Berliner said the scientists also are looking at ways to moderate desert temperatures in residential developments. This involves laying out communities in accordance with prevailing wind patterns and mapping precisely where gardens should be planted to help keep temperatures down. He said typically it is far more efficient to have rows of gardens between houses than to focus them in a central park.

The scientists also experiment with the use of overhead cover. Do trees, meshing, or some combination of the two bring more relief from the desert heat? Should communities plant more trees than lawns, given the fact that trees consume much less water than grass?

Berliner said these kinds of questions are important because “dry lands occupy 41 percent of the land area of the earth, and are home to 2 billion people.”

A major problem that Ben Gurion University is battling is the increasing desertification of the planet, with scientists trying to find ways to prevent areas that were once fertile from being transformed into deserts.
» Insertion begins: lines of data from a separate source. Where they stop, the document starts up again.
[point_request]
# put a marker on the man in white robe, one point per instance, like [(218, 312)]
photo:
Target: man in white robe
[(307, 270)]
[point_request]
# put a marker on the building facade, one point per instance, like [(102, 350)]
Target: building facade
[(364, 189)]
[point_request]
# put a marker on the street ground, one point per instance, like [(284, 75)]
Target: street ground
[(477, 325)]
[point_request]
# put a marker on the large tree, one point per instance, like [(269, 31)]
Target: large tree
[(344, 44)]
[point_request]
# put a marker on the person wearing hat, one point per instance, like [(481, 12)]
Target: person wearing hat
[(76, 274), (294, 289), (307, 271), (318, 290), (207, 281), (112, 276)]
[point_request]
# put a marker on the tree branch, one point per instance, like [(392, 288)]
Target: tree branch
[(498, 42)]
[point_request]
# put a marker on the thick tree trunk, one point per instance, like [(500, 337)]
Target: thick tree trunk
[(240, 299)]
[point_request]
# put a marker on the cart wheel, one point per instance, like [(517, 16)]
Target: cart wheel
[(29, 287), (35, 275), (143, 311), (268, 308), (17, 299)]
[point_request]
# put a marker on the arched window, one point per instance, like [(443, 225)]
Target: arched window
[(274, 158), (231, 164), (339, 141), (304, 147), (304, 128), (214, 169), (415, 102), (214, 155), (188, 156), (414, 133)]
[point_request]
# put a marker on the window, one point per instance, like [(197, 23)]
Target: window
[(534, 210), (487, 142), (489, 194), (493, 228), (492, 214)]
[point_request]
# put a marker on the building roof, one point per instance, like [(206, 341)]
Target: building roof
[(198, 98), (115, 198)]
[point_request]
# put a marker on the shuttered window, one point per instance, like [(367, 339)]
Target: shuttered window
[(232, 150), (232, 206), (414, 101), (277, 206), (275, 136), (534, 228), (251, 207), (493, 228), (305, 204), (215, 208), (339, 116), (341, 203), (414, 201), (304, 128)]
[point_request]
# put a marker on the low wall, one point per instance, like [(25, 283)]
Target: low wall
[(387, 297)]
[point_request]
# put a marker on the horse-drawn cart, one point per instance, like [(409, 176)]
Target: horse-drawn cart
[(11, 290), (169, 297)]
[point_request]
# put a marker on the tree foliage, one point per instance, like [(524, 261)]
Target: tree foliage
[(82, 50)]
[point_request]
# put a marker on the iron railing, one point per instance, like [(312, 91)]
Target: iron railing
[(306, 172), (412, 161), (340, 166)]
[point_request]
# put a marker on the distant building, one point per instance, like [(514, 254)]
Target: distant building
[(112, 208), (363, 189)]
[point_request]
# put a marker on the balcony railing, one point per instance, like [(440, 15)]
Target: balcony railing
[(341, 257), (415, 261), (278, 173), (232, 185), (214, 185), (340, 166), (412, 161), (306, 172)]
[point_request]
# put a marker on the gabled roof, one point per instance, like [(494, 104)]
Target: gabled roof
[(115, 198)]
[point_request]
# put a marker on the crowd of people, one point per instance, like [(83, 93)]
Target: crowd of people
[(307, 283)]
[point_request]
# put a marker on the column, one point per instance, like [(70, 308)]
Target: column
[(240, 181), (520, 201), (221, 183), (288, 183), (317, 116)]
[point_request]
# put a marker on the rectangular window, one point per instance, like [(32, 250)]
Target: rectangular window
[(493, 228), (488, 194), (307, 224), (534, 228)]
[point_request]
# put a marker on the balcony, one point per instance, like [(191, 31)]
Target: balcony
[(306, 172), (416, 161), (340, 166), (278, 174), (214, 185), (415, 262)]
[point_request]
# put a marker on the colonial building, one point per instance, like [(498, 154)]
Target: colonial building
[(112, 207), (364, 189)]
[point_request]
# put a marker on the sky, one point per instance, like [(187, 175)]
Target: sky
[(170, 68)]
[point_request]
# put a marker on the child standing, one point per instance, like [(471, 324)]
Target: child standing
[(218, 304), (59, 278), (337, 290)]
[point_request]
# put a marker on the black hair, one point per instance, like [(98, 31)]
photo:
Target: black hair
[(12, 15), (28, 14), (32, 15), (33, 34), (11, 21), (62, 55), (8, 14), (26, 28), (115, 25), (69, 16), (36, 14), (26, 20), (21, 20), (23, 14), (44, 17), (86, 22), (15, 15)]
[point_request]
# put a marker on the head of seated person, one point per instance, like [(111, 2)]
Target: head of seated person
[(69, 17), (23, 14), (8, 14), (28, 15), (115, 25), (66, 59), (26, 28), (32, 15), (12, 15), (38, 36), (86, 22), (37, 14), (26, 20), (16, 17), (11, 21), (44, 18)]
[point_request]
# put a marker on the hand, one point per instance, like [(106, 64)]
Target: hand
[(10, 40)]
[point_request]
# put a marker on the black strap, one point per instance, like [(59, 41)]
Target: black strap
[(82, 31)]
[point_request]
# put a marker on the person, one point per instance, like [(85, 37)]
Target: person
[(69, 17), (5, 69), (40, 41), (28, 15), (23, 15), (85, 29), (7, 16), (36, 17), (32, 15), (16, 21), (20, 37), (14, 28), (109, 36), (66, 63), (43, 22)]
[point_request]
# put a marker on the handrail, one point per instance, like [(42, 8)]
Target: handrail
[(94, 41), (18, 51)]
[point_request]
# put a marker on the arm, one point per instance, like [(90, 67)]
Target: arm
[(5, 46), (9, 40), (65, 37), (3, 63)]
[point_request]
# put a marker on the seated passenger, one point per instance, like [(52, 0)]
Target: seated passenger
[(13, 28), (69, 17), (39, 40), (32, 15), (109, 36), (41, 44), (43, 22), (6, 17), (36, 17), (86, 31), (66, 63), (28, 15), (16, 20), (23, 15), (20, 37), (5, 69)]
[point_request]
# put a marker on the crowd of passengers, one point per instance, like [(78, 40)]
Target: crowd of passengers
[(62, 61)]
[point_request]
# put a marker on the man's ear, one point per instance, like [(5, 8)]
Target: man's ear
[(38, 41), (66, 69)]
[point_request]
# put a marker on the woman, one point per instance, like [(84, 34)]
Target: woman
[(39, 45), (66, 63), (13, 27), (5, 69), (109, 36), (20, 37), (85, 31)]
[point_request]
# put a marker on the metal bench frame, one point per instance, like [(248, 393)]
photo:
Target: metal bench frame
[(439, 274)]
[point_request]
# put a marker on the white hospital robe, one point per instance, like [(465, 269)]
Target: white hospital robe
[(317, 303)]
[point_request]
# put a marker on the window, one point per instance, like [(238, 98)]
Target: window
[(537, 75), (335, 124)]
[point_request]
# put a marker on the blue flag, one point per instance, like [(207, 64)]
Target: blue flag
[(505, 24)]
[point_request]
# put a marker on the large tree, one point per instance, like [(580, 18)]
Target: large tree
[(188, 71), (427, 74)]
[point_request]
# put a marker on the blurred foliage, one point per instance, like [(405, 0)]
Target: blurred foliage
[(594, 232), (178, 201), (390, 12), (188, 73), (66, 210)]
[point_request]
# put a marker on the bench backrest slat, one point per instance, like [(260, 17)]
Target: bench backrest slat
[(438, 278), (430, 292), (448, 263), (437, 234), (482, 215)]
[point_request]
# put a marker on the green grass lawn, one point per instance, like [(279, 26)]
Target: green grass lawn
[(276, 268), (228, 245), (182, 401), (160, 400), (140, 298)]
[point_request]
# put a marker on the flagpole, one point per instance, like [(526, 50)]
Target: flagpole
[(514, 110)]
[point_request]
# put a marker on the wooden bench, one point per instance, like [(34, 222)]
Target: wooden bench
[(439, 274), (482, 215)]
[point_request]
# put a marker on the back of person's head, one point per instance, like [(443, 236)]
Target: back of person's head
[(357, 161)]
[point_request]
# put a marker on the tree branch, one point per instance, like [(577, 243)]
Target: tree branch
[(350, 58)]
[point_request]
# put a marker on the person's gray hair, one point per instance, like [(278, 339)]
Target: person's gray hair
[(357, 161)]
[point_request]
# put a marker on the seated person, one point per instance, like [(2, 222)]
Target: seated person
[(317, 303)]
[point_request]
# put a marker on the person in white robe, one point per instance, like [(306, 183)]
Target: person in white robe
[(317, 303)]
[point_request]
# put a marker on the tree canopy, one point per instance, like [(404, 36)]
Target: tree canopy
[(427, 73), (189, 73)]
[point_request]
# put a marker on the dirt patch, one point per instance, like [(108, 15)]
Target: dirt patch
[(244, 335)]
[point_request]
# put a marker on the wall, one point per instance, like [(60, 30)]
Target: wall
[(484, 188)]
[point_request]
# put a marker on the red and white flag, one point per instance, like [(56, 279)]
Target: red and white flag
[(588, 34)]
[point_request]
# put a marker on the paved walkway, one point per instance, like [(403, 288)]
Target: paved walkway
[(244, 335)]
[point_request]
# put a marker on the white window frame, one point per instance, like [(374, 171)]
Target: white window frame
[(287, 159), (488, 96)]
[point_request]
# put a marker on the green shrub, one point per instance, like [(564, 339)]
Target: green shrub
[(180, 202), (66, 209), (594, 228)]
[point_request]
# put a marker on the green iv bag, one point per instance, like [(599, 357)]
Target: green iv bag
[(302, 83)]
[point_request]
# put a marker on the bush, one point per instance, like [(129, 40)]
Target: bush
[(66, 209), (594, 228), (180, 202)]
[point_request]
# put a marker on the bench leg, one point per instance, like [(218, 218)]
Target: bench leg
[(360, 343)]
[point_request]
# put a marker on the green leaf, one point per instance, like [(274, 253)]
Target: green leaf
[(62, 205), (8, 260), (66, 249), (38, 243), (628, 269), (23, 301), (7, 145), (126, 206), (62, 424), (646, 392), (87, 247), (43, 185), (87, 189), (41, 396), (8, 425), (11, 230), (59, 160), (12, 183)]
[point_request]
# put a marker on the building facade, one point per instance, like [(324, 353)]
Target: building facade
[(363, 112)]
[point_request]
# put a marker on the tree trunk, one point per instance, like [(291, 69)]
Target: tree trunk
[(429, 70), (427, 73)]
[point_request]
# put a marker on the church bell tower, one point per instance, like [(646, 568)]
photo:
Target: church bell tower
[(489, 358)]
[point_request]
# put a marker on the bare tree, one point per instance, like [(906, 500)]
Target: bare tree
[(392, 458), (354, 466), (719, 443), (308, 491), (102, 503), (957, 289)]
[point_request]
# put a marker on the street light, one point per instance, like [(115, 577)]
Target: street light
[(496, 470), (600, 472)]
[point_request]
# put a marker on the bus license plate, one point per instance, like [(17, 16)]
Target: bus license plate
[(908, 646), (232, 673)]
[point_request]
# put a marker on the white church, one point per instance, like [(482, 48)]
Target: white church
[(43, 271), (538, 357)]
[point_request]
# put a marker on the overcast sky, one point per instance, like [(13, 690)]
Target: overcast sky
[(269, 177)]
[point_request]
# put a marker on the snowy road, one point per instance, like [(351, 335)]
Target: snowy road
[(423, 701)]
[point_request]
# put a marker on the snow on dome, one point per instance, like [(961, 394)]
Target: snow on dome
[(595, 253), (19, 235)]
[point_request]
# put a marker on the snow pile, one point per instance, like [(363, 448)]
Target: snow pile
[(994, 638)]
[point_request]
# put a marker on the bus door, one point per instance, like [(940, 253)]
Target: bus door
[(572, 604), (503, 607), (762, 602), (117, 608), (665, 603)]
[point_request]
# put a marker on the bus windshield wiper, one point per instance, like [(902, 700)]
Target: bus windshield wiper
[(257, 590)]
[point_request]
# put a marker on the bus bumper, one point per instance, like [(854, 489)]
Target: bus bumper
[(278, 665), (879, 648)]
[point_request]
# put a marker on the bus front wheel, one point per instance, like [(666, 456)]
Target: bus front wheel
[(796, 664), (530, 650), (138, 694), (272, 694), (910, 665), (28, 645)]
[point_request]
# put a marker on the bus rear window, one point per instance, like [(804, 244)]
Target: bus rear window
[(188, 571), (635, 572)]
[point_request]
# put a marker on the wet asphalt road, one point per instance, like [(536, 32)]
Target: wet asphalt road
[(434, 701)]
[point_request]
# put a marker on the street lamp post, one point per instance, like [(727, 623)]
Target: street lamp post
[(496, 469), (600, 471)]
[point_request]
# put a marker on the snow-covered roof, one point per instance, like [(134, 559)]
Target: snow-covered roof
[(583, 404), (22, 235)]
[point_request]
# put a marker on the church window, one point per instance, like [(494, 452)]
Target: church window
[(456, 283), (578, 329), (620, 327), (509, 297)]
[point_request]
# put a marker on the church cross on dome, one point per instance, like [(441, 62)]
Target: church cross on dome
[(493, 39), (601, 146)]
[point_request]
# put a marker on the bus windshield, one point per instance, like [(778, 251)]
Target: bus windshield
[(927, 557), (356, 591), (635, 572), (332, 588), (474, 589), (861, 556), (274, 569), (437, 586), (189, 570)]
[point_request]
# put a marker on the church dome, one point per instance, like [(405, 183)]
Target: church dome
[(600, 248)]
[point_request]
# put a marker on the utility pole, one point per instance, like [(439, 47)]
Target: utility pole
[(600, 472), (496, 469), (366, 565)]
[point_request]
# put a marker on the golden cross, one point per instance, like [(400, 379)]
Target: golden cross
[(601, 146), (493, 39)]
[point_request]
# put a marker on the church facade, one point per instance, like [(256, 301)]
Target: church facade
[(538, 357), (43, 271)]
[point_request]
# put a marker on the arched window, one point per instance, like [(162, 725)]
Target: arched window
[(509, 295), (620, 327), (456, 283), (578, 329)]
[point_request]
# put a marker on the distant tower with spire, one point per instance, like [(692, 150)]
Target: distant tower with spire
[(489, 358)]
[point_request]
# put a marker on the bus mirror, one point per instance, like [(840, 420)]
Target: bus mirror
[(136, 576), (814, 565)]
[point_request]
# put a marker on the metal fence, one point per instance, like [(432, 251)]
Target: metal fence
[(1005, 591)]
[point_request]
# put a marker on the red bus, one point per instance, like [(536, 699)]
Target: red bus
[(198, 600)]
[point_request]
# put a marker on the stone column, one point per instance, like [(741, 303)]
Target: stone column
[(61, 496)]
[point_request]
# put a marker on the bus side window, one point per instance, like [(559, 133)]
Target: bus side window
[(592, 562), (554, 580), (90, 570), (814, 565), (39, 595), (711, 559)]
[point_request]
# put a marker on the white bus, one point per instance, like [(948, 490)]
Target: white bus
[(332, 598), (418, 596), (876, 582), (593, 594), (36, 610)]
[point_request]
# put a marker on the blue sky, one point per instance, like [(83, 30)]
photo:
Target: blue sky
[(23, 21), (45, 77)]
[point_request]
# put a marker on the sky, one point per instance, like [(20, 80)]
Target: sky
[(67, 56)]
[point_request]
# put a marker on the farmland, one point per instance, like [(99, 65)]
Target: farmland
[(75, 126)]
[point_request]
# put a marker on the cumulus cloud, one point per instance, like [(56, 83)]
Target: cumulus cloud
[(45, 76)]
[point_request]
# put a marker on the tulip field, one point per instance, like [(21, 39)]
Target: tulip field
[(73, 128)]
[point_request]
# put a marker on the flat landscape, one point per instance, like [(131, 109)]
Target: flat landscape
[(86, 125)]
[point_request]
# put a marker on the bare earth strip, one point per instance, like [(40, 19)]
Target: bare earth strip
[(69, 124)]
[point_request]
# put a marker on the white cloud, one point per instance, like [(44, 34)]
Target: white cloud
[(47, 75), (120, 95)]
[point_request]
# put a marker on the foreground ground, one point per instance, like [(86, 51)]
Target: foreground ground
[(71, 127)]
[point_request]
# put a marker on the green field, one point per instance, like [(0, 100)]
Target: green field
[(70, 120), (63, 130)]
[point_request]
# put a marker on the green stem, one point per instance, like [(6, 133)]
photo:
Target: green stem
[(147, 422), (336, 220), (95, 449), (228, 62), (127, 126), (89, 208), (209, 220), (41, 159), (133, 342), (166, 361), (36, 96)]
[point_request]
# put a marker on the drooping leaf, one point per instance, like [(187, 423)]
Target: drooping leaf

The desert research facility in Sde Boker has 85 faculty members who work with students at the master’s, doctoral and post doctoral levels, Berliner said. The language of instruction is English, and the program draws students from around the world.

In a brief talk preceding Berliner’s, David Siegel, Israel’s consul-general in Los Angeles, said that a night flight over Israel will show much of the Galilee and the Negev unsettled and dark, while the areas of central Israel around Tel Aviv and Jerusalem form a bright arc of light. He said this overcrowding in the center of Israel is “not sustainable in the long run” and thus the Israeli government is trying to encourage people to move to the periphery of the country–to either the Galilee or to the Negev.

Research at Ben Gurion University to reclaim the Negev for Israel’s growing population is important to that country’s future, as well as for the populations of desert countries around the world, he said.

Berliner was accompanied to San Diego by Prof. Amos Drory, who is Ben Gurion University’s vice president for external relations. Rabbi Arnold Kopikis, the university’s representative in the San Diego County area, started the evening’s proceedings with a short prayer for the welfare of Israel.